Il tempo è danaro recita un vecchio adagio ma se davvero in un futuro prossimo l’intero sistema economico e sociale si basasse sul tempo come moneta? E’ questo l’incipit da cui parte il regista e sceneggiatore di culto Andrew Niccol, autore dello script di “The Truman show” e dietro la macchina da presa nei film cult “Gattaca ““ La porta dell’universo” e “Lord of War”, che dopo sei anni d’assenza torna con un nuovo action-movie futuristico in cui le realtà  manipolate e l’antropologia fantascientifica, suoi temi dominanti, vengono riproposte sullo schermo all’interno di una società  futuribile in cui l’umanità  è sottoposta ad una struggle for life frenetica ed inquietante.

Questa volte sceglie come protagonista la stella del pop Justine Timberlake che interpreta l’intrepido Wills Salas, un giovane abitante di un futuro distopico in cui il gene dell’invecchiamento è stato debellato. Allo scattare del venticinquesimo anno d’età  si smette d’invecchiare e sul braccio di ognuno appare un countdown con i giorni, le ore e i minuti che mancano alla fine della propria esistenza. Will abita con la madre in un quartiere povero in cui la corsa alla sopravvivenza è giornaliera, ogni mattina ha solo 22 ore per lavorare e cercare di guadagnarsi altro tempo prezioso per vivere ancora un giorno. A qualche miglio di distanza pero’ c’è la società  perfetta dei miliardari di New Greenwich con all’attivo centinaia di anni e più da spendere che ambisce all’eternità  e vive giornate oziose lontane dai pericoli per timore di perderla.

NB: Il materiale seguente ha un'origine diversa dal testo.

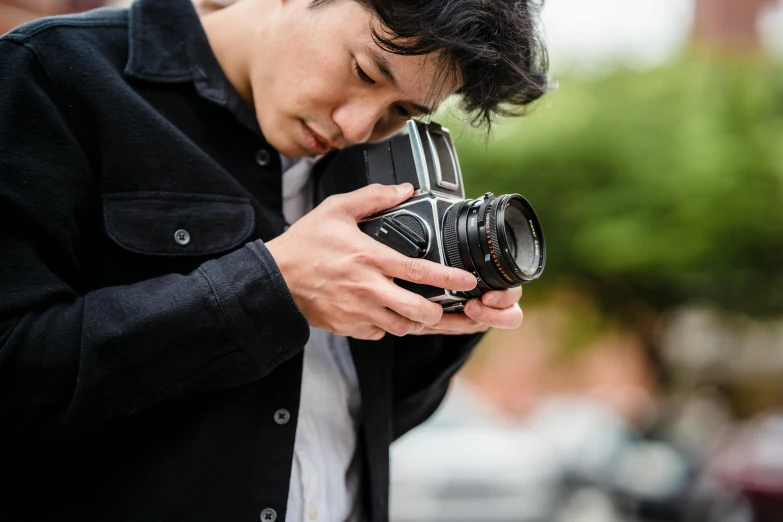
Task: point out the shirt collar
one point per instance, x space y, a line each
166 43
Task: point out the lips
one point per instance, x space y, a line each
314 142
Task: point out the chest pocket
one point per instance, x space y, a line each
177 224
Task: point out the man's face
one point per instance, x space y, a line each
319 80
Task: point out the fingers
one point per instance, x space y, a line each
424 272
507 318
454 324
502 298
411 306
372 199
394 323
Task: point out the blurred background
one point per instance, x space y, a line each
646 383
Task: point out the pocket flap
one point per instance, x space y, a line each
175 224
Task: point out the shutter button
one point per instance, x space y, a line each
282 416
263 158
182 237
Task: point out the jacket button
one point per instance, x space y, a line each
282 416
263 158
182 237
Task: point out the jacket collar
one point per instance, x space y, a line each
167 44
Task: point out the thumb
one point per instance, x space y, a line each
373 198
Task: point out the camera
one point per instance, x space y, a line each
498 239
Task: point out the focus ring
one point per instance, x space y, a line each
494 244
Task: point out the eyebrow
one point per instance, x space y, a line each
383 65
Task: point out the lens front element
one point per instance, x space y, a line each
498 239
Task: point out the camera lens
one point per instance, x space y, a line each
498 239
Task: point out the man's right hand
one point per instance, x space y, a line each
342 280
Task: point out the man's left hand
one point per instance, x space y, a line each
498 309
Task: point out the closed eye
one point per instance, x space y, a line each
363 75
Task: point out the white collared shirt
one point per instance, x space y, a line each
325 472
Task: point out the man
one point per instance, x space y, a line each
169 348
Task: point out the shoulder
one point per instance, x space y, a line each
67 26
71 42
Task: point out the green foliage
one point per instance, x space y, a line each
660 187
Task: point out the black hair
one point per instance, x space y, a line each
493 46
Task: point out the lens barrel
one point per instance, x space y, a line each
499 240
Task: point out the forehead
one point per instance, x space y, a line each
427 77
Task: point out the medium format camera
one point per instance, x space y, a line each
498 239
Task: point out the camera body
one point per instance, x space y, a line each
499 240
414 228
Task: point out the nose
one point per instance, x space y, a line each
357 120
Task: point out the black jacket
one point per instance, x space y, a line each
141 366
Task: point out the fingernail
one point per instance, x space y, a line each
405 188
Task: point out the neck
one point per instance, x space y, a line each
231 32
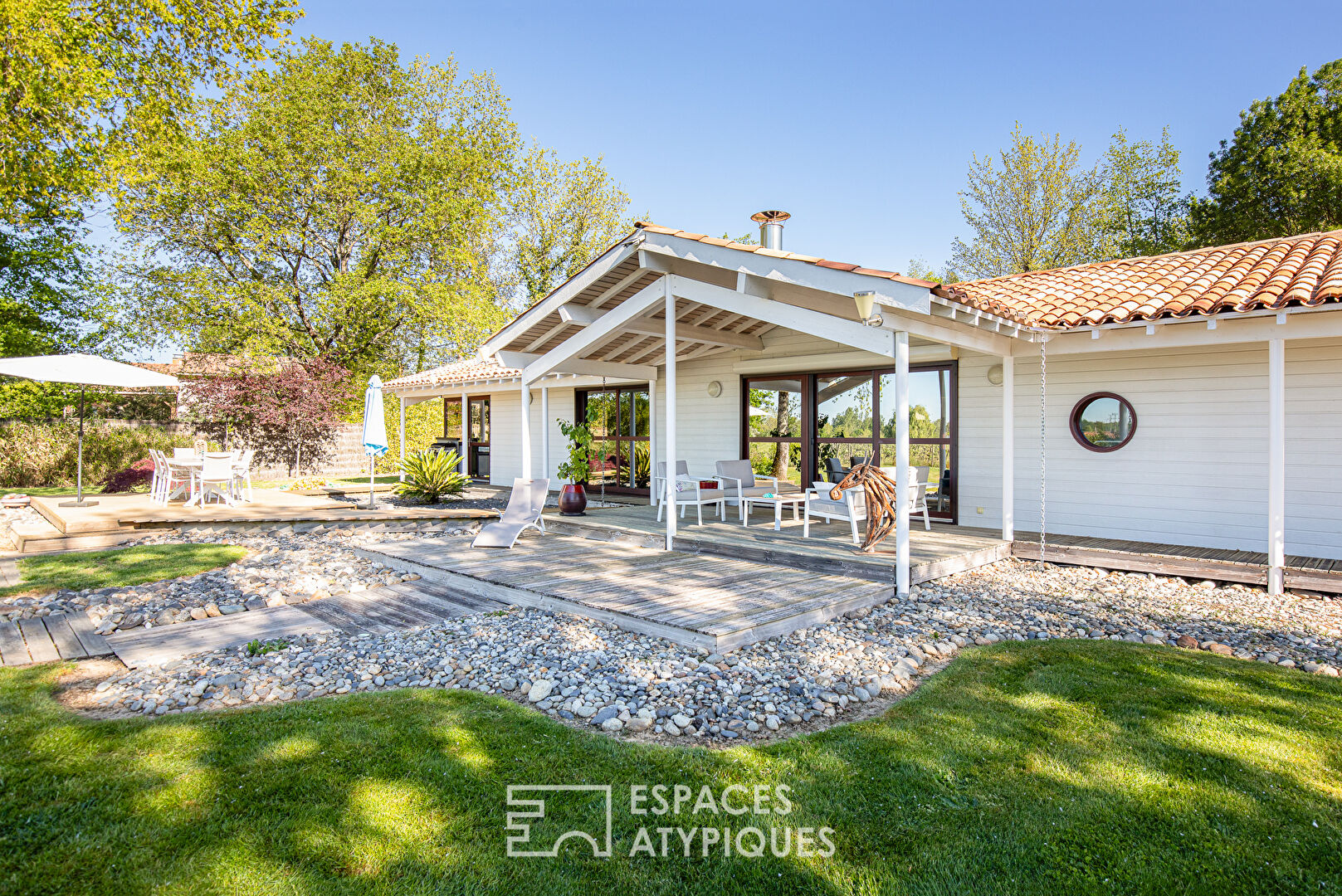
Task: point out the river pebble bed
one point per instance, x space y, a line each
278 569
592 674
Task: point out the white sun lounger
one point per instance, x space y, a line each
524 511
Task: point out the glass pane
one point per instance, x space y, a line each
641 413
781 459
843 407
929 404
774 408
1106 423
626 413
634 465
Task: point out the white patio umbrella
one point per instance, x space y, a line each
374 428
86 371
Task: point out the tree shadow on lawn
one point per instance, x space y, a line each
1052 767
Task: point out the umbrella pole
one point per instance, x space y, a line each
80 500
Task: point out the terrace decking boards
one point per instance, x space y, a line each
702 600
59 636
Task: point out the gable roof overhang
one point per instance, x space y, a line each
609 319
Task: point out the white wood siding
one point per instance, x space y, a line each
1193 474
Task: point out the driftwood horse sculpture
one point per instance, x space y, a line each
882 497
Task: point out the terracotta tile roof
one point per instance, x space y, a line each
1271 274
454 374
778 254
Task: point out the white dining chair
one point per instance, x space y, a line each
242 474
215 478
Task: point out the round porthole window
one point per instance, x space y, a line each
1103 421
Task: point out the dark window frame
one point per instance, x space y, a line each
1076 423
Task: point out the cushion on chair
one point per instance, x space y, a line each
737 470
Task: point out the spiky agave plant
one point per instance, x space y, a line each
430 475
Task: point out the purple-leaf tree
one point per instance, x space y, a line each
289 416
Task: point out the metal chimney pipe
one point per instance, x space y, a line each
770 228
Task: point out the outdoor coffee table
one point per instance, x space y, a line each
798 511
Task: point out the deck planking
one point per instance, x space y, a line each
693 598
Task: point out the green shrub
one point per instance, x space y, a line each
46 454
430 475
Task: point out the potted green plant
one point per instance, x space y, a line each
573 497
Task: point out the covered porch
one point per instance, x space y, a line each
665 298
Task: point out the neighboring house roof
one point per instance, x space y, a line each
1270 274
454 374
780 254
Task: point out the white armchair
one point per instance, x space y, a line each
690 493
659 482
851 507
739 480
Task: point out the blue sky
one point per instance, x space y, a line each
858 119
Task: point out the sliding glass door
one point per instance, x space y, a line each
619 437
817 426
773 426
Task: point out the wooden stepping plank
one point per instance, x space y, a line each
39 643
12 650
165 643
93 643
328 612
67 645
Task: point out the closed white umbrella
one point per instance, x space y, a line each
86 371
374 428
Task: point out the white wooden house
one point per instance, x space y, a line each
1211 381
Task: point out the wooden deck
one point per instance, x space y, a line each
61 636
700 600
830 550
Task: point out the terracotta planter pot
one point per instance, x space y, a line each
572 499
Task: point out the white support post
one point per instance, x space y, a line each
904 487
526 431
545 434
1276 467
670 378
403 437
466 434
1008 448
652 441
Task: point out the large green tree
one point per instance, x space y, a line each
1043 208
84 85
1142 208
567 212
1282 171
1035 211
339 206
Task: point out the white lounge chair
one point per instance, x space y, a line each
852 507
739 480
525 506
690 493
659 482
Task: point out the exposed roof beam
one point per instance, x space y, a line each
596 334
817 324
687 332
598 267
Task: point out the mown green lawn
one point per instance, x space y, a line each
1061 767
120 567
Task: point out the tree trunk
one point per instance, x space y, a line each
781 448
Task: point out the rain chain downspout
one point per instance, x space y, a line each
1043 441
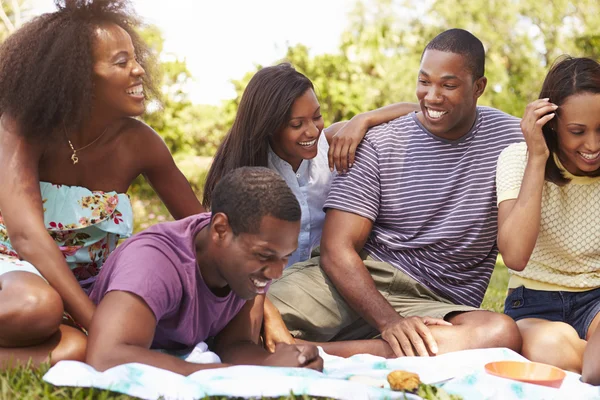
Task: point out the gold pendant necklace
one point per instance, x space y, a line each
74 157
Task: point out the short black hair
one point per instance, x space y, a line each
461 42
248 194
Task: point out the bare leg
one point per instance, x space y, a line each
30 310
469 330
477 330
67 343
554 343
30 316
591 356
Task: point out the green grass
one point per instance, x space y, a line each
26 384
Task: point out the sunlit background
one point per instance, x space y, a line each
222 40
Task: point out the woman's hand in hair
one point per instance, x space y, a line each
344 142
537 114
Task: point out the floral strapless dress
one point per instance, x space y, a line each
86 226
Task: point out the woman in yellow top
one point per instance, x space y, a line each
549 213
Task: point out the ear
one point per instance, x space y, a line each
220 229
479 87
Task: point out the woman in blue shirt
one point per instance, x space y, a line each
279 125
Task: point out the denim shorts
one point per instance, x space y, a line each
577 309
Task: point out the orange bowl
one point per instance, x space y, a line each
530 372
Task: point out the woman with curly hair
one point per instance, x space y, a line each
70 83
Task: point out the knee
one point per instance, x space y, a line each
72 346
499 330
31 311
541 340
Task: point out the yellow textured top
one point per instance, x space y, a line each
567 251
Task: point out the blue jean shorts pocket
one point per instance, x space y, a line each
514 301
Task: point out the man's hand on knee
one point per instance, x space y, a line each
295 356
407 335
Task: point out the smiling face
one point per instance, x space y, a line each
447 94
118 86
578 134
299 138
250 261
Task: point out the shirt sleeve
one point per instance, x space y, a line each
146 271
510 171
358 191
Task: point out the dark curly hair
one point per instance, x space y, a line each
247 194
46 77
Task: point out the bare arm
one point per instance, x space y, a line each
238 343
274 328
166 179
519 220
122 331
344 137
22 211
344 235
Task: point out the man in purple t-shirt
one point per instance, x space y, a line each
205 276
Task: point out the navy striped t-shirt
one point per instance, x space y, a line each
432 201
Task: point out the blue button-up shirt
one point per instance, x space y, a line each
310 184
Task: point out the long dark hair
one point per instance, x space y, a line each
264 110
46 77
567 77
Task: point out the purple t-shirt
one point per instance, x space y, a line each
159 265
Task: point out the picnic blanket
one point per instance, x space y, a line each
458 373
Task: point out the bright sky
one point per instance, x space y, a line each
223 39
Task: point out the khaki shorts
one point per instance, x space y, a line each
314 310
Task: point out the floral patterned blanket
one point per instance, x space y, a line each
460 373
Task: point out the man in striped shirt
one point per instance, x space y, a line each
409 241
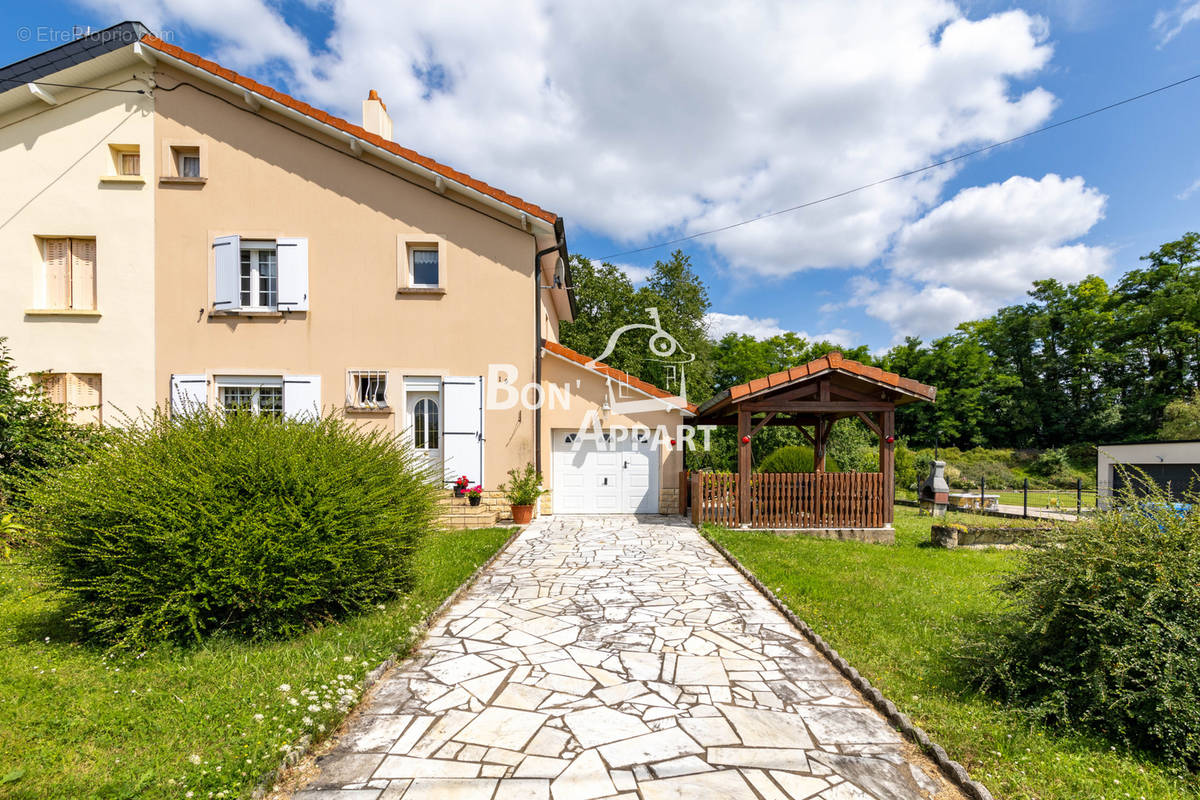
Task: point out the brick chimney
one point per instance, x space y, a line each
375 115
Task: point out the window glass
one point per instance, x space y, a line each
256 400
425 268
259 278
425 425
247 278
268 278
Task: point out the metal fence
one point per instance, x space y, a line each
1021 499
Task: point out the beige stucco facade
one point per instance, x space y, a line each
228 175
264 178
58 162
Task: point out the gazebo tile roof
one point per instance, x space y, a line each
833 361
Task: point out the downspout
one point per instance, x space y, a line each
561 247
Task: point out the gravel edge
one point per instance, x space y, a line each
954 773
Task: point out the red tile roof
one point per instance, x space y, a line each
832 361
347 127
612 372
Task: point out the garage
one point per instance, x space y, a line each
604 475
1174 467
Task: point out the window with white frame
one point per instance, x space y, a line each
259 277
186 161
79 392
366 389
251 395
424 270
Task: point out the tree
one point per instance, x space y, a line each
607 301
1182 419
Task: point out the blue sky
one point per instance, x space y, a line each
640 126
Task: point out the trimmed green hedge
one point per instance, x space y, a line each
181 528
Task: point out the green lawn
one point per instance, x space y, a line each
168 723
895 614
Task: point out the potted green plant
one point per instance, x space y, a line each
522 492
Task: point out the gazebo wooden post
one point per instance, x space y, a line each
745 462
888 462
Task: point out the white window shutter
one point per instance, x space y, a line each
227 269
301 396
187 394
293 263
462 428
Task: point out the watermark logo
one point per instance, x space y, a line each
52 35
595 429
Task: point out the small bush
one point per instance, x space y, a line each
185 527
35 433
1103 630
523 487
793 458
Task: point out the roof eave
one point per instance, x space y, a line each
537 223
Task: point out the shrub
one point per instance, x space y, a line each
523 487
35 434
247 524
1103 630
793 458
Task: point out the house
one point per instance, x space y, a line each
1171 465
181 235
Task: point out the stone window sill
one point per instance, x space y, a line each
421 290
61 312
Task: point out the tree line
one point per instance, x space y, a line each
1078 362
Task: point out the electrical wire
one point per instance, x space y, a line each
18 82
905 174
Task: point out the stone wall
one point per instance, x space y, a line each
999 536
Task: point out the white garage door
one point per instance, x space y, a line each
604 477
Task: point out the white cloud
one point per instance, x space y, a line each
983 248
640 120
636 274
765 328
1168 24
1189 191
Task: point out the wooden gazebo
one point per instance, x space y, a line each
810 397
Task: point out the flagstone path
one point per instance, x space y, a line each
617 657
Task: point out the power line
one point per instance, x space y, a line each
905 174
18 82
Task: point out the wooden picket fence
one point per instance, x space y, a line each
791 500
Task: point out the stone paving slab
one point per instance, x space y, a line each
617 657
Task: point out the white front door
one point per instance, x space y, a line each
604 476
424 417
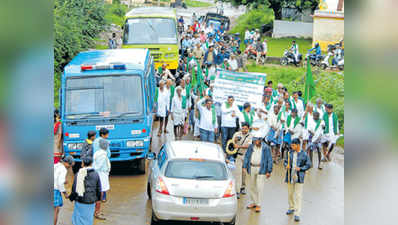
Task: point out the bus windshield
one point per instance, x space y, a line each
104 96
150 31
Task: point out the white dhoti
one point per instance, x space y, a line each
255 185
239 174
179 118
104 178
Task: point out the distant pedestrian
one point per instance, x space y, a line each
86 190
102 166
296 164
229 113
103 134
161 101
257 162
242 140
87 148
60 171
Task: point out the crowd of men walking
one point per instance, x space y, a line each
281 127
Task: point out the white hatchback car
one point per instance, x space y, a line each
190 181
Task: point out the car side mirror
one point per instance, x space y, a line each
151 156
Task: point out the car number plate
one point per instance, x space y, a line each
195 201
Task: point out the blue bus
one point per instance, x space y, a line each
114 89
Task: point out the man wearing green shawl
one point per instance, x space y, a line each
208 124
331 132
316 131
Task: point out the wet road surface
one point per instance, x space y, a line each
323 197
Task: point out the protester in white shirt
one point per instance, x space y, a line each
297 104
162 98
179 112
331 133
233 63
229 114
60 171
306 122
208 124
319 107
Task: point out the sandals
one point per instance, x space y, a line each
258 209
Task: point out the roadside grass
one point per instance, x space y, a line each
114 13
329 85
101 47
276 46
193 3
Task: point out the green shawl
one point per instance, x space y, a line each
318 122
289 120
326 119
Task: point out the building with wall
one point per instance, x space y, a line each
328 25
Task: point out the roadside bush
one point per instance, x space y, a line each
329 85
255 18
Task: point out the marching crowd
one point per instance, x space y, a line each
283 126
91 182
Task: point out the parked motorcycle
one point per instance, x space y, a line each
288 58
314 60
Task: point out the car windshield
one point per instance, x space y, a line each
192 169
107 96
150 31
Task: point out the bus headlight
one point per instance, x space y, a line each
135 144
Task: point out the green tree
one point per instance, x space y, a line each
277 5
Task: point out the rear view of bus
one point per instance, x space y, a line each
154 28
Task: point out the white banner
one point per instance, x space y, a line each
245 87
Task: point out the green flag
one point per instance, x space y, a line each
309 84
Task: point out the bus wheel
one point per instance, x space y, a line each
141 166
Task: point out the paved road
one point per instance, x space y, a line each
323 202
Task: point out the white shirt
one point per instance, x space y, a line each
317 133
206 117
320 110
299 106
59 177
296 130
273 120
256 155
176 107
163 102
331 125
226 115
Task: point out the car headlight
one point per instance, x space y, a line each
139 144
72 146
135 144
79 145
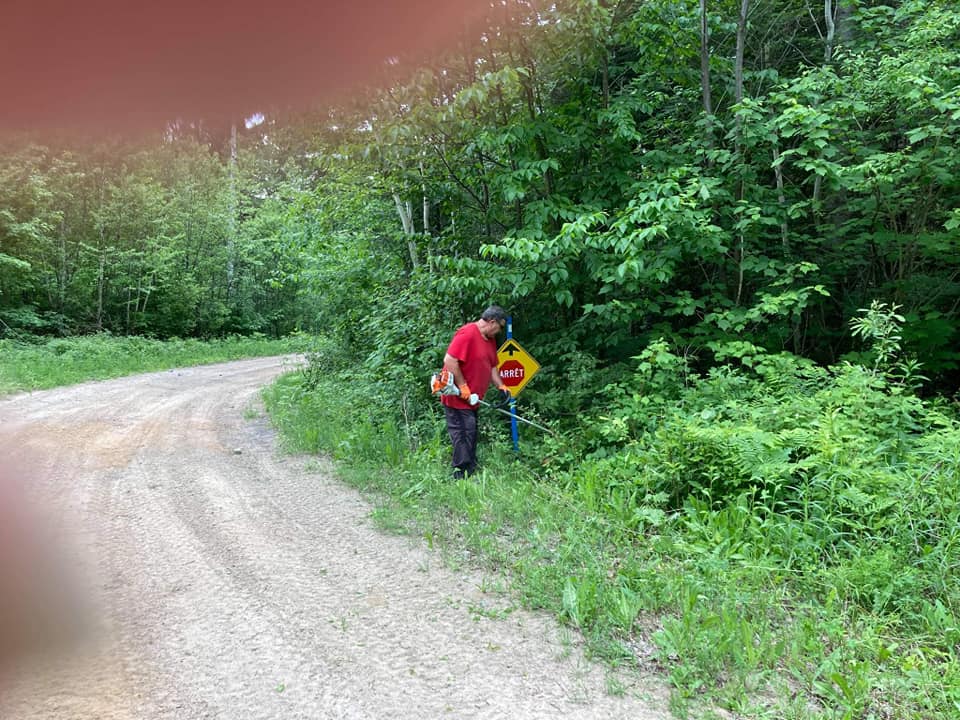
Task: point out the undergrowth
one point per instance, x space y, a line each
775 538
52 362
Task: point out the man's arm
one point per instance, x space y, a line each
453 365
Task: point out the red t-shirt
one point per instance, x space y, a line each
477 357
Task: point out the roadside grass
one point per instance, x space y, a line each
703 596
55 362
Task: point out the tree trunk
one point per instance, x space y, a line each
831 30
405 210
705 66
232 210
738 96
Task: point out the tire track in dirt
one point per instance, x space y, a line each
247 585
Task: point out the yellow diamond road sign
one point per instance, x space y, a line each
516 366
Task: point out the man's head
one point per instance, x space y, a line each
492 321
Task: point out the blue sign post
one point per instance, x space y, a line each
513 400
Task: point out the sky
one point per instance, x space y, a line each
133 64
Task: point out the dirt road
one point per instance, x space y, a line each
225 580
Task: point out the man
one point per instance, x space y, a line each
472 359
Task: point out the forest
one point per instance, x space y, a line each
729 231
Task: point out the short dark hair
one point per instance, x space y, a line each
494 312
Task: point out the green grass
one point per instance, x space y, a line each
735 604
65 361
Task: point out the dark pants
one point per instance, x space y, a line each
462 426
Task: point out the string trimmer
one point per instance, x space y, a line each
442 383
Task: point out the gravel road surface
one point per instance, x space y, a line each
221 579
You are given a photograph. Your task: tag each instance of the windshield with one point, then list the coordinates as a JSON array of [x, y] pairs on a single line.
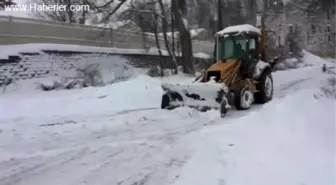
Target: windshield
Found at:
[[232, 47]]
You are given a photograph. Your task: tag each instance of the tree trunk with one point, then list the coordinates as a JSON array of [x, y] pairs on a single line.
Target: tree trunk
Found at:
[[164, 30], [157, 42], [219, 16], [184, 36]]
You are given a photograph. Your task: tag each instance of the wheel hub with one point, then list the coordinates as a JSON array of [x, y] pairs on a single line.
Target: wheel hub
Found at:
[[246, 99]]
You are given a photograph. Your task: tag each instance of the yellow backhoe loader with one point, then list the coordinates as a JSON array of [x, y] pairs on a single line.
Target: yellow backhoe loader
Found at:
[[240, 76]]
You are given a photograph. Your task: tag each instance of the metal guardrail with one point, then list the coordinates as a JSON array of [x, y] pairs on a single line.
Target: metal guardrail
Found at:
[[15, 30]]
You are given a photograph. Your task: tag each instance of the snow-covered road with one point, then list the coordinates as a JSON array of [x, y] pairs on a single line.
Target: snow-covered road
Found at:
[[118, 135]]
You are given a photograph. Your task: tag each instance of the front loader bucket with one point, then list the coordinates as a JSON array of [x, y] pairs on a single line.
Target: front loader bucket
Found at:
[[201, 96]]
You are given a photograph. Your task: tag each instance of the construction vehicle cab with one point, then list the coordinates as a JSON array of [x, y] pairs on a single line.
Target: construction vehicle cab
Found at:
[[239, 76]]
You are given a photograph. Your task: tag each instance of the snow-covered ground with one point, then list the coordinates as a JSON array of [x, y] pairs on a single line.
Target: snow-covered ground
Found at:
[[118, 135]]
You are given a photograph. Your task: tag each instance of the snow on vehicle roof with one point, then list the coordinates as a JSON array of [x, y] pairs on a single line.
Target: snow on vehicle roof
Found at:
[[239, 28]]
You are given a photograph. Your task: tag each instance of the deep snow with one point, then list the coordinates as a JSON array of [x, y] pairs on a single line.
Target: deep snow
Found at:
[[118, 135]]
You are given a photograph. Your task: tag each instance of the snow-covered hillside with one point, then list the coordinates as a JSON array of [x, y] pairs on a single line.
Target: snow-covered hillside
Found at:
[[118, 135]]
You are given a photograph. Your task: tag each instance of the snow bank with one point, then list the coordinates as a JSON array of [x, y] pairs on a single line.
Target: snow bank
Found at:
[[308, 59], [140, 92]]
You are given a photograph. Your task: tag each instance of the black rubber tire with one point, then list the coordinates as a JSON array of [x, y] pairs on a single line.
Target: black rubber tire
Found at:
[[237, 99], [169, 97], [261, 97]]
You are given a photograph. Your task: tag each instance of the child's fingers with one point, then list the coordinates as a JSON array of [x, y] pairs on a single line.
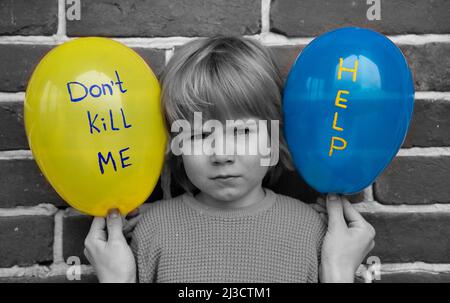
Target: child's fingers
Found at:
[[131, 224], [352, 216], [324, 217], [335, 211], [134, 213], [114, 225], [97, 230], [319, 208]]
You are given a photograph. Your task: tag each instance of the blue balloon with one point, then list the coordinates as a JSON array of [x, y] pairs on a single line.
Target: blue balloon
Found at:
[[347, 106]]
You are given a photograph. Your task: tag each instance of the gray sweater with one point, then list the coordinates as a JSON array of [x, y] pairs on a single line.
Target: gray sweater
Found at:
[[183, 240]]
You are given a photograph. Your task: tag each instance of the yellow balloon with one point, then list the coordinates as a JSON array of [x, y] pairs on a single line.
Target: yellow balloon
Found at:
[[94, 125]]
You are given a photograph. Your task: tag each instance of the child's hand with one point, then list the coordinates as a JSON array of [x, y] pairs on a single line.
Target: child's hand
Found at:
[[348, 240], [108, 252]]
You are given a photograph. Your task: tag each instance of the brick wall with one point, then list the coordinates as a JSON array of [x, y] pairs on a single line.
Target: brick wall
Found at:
[[409, 205]]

All’interno di una società  futuribile e una divisione rigorosa degli spazi Niccol s’interroga nuovamente sul destino dell’umanità , in cui smettiamo di essere persone e diventiamo merce, scambiabile e trattabile nel mercato della vita. Come già  nel suo piccolo capolavoro sci-fi di qualche anno fa, “Gattaca”, la società  è suddivisa in due classi, i poveri mortali e i ricchi immortali, scartando l’ipotesi di superiorità  genetica per propendere verso quella socio-economica come disuguaglianza sociale. Lo spunto di partenza è stimolante e conturbante ma il risultato finale non è all’altezza delle aspettative. I contenuti etici, morali ed estetici non vengono approfonditi a dovere a discapito di una spettacolarizzazione eccessiva e a volte perfino fuori luogo. Nel dipanarsi la storia perde mordente ed originalità  cadendo nel convenzionale e nella prolissità  avvitandosi su sè stesso con conseguente prevedibilità  dello sviluppo narrativo che risulta farraginoso e asettico.

Justin Timberlake e Amanda Seyfried dal canto loro non hanno il carisma e l’appeal necessario per reggere la pellicola e contribuire a dare spessore alla psicologia dei personaggi.
Quella che poteva ambire a diventare una nuova pellicola di culto di genere si rivela un ordinario film d’intrattenimento di fantascienza, come un amante gentile che seduce, illude ed abbandona presto.